The TechBrief authors contend that the first step to building safe and responsible oversight frameworks is to recognize that a "one size fits all" approach won't work. Their key message is that the performance of an ASR system is highly variable depending on the setting. For example, the same medical patient's speech might reasonably be transcribed differently in varying circumstances (e.g., transcriptions used for diagnostic purposes may optimally include speech fragments and filler words, whereas transcriptions used for generating patient note summaries may not.)
In addition to the performance of speech recognition in high-stakes applications such as healthcare and employment, the co-authors raise concerns about the fairness, transparency, and accountability of ASR systems.
For example, in highlighting the Word Error Rate (WER) metric that is used to evaluate ASR programs, the co-authors relay several research findings to highlight how speech recognition can be inequitable. They cite statistics that: 1) The WER in ASR systems was 1.1 to 3.4 worse for Black American English speakers relative to White American English speakers, and 2) the WER in ASR systems was 2.8 to 4.2 times worse for Chicano English speakers relative to Standard American English speakers. The report contends that these statistics raise concerns about technological bias.
"As this technology becomes more pervasive, evaluating its impact on people of all backgrounds is a responsibility for its developers," said co-author Jingjin Li, research fellow, AImpower.org.

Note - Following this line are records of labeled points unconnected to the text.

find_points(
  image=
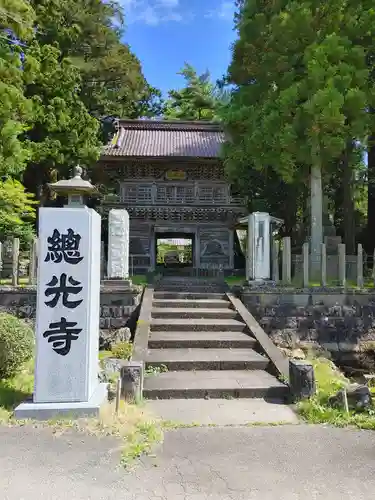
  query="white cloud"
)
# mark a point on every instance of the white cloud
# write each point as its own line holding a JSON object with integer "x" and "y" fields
{"x": 225, "y": 11}
{"x": 168, "y": 3}
{"x": 153, "y": 12}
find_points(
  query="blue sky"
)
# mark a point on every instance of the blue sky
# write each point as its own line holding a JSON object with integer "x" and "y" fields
{"x": 166, "y": 33}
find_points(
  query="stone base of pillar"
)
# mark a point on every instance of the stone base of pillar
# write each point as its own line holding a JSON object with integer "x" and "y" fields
{"x": 48, "y": 411}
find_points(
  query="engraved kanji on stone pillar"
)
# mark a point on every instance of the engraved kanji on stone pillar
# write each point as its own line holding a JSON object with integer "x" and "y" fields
{"x": 118, "y": 244}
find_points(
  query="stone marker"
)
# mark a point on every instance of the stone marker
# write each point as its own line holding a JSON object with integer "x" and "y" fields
{"x": 67, "y": 316}
{"x": 15, "y": 260}
{"x": 287, "y": 261}
{"x": 323, "y": 278}
{"x": 360, "y": 266}
{"x": 301, "y": 380}
{"x": 342, "y": 264}
{"x": 33, "y": 261}
{"x": 118, "y": 244}
{"x": 305, "y": 258}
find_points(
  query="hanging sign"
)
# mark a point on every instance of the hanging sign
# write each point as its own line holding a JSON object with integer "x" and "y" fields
{"x": 175, "y": 175}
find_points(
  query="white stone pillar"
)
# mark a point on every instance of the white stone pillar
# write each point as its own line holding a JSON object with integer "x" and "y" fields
{"x": 360, "y": 266}
{"x": 305, "y": 264}
{"x": 259, "y": 249}
{"x": 323, "y": 277}
{"x": 275, "y": 261}
{"x": 67, "y": 317}
{"x": 316, "y": 204}
{"x": 118, "y": 244}
{"x": 287, "y": 261}
{"x": 342, "y": 263}
{"x": 250, "y": 272}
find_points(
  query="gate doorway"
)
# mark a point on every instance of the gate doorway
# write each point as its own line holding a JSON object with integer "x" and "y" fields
{"x": 174, "y": 250}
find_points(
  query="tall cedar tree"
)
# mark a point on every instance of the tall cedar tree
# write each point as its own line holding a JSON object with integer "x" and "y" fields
{"x": 301, "y": 90}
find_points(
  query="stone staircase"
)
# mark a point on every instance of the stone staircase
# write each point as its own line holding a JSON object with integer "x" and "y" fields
{"x": 204, "y": 345}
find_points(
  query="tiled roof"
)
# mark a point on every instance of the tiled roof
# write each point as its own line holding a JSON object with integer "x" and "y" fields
{"x": 166, "y": 138}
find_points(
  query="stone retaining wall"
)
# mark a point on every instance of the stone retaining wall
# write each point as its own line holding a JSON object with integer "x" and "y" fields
{"x": 341, "y": 322}
{"x": 118, "y": 307}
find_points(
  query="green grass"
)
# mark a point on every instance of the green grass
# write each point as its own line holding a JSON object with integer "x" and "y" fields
{"x": 138, "y": 430}
{"x": 317, "y": 410}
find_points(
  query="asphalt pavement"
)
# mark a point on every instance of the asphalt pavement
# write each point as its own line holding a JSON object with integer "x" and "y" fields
{"x": 286, "y": 462}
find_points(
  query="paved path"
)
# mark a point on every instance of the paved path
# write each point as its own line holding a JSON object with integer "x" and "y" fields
{"x": 221, "y": 411}
{"x": 244, "y": 463}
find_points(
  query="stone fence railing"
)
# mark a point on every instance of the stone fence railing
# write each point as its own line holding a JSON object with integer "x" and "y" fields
{"x": 337, "y": 268}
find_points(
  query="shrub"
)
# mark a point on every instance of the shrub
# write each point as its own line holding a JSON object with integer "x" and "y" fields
{"x": 122, "y": 350}
{"x": 16, "y": 344}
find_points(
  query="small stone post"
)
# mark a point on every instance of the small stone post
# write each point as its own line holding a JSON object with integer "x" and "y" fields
{"x": 15, "y": 260}
{"x": 360, "y": 266}
{"x": 118, "y": 245}
{"x": 102, "y": 260}
{"x": 301, "y": 380}
{"x": 324, "y": 265}
{"x": 342, "y": 264}
{"x": 305, "y": 261}
{"x": 287, "y": 261}
{"x": 33, "y": 261}
{"x": 275, "y": 261}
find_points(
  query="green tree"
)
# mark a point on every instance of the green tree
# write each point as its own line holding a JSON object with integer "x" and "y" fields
{"x": 17, "y": 211}
{"x": 90, "y": 34}
{"x": 300, "y": 97}
{"x": 200, "y": 99}
{"x": 62, "y": 131}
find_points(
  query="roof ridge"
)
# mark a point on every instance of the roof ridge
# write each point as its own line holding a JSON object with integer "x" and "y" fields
{"x": 170, "y": 125}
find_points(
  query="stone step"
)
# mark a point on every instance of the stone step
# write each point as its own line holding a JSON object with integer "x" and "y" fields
{"x": 186, "y": 324}
{"x": 206, "y": 359}
{"x": 178, "y": 340}
{"x": 178, "y": 295}
{"x": 164, "y": 312}
{"x": 193, "y": 303}
{"x": 214, "y": 384}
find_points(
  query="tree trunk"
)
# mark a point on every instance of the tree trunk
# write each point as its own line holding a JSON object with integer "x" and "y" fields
{"x": 316, "y": 207}
{"x": 348, "y": 201}
{"x": 370, "y": 239}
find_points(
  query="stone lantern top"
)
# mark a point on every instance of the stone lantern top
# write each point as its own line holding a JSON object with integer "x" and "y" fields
{"x": 75, "y": 188}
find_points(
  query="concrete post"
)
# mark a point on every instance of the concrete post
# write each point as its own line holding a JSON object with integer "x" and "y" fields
{"x": 342, "y": 264}
{"x": 275, "y": 261}
{"x": 323, "y": 281}
{"x": 360, "y": 266}
{"x": 33, "y": 261}
{"x": 316, "y": 204}
{"x": 305, "y": 261}
{"x": 15, "y": 260}
{"x": 287, "y": 261}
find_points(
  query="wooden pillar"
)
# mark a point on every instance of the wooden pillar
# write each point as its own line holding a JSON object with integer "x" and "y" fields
{"x": 287, "y": 261}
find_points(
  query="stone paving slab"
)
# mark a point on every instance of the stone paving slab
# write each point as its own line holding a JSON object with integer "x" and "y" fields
{"x": 245, "y": 383}
{"x": 193, "y": 312}
{"x": 208, "y": 324}
{"x": 200, "y": 339}
{"x": 211, "y": 303}
{"x": 222, "y": 412}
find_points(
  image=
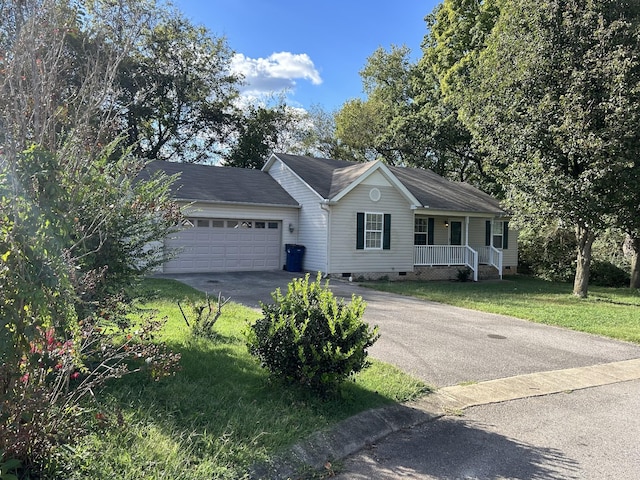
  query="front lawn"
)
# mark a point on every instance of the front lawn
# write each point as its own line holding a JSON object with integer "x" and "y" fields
{"x": 220, "y": 413}
{"x": 612, "y": 312}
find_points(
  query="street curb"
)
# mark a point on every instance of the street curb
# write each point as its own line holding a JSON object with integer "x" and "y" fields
{"x": 347, "y": 437}
{"x": 355, "y": 433}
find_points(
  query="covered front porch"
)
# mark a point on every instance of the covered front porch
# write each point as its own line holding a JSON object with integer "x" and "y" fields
{"x": 459, "y": 241}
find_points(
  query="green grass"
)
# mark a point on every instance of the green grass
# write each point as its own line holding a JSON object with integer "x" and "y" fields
{"x": 220, "y": 413}
{"x": 611, "y": 312}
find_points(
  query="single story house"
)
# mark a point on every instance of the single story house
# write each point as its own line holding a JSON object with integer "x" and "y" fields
{"x": 362, "y": 220}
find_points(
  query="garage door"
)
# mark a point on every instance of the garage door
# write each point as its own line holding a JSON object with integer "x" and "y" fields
{"x": 223, "y": 245}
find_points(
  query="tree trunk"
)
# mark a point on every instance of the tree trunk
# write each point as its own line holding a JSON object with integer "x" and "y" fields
{"x": 635, "y": 264}
{"x": 585, "y": 238}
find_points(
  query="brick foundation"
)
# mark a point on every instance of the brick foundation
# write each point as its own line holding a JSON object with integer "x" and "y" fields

"We shared emerging research on these questions because of its timely relevance," added Niranjan Sivakumar, a co-author of the ACM TechBrief, as well as Director and Head of Policy at AImpower.org. "Speech recognition is a field that has grown rapidly and is increasingly ubiquitous. We crafted this concise and accessible report to familiarize readers with how these tools are being used today and to draw attention to important issues to consider for the future. We hope our new report reaches a wide audience."
The brief's co-authors include Allison Koenecke, Niranjan Sivakumar, Jingjin Li, and Shaomei Wu.
ACM's TechBriefs are designed to complement ACM's activities in the policy arena and to inform policymakers, the public, and others about the nature and implications of information technologies. Earlier ACM TechBriefs have covered topics such as tech abuse , generative artificial intelligence , climate change , facial recognition , smart cities , quantum simulation , and election auditing. Topics under consideration for future issues include AI development and considerations around open-source initiatives.
About the ACM Technology Policy Council
ACM's global Technology Policy Council sets the agenda for global initiatives to address evolving technology policy issues and coordinates the activities of ACM's regional technology policy committees in the US and Europe. It serves as the central convening point for ACM's interactions with government organizations, the computing community, and the public in all matters of public policy related to computing and information technology. The Council's members are drawn from ACM's global membership.
About ACM
ACM, the Association for Computing Machinery , is the world's largest educational and scientific computing society, uniting computing educators, researchers, and professionals to inspire dialogue, share resources, and address the field's challenges. ACM strengthens the computing profession's collective voice through strong leadership, promotion of the highest standards, and recognition of technical excellence. ACM supports the professional growth of its members by providing opportunities for life-long learning, career development, and professional networking.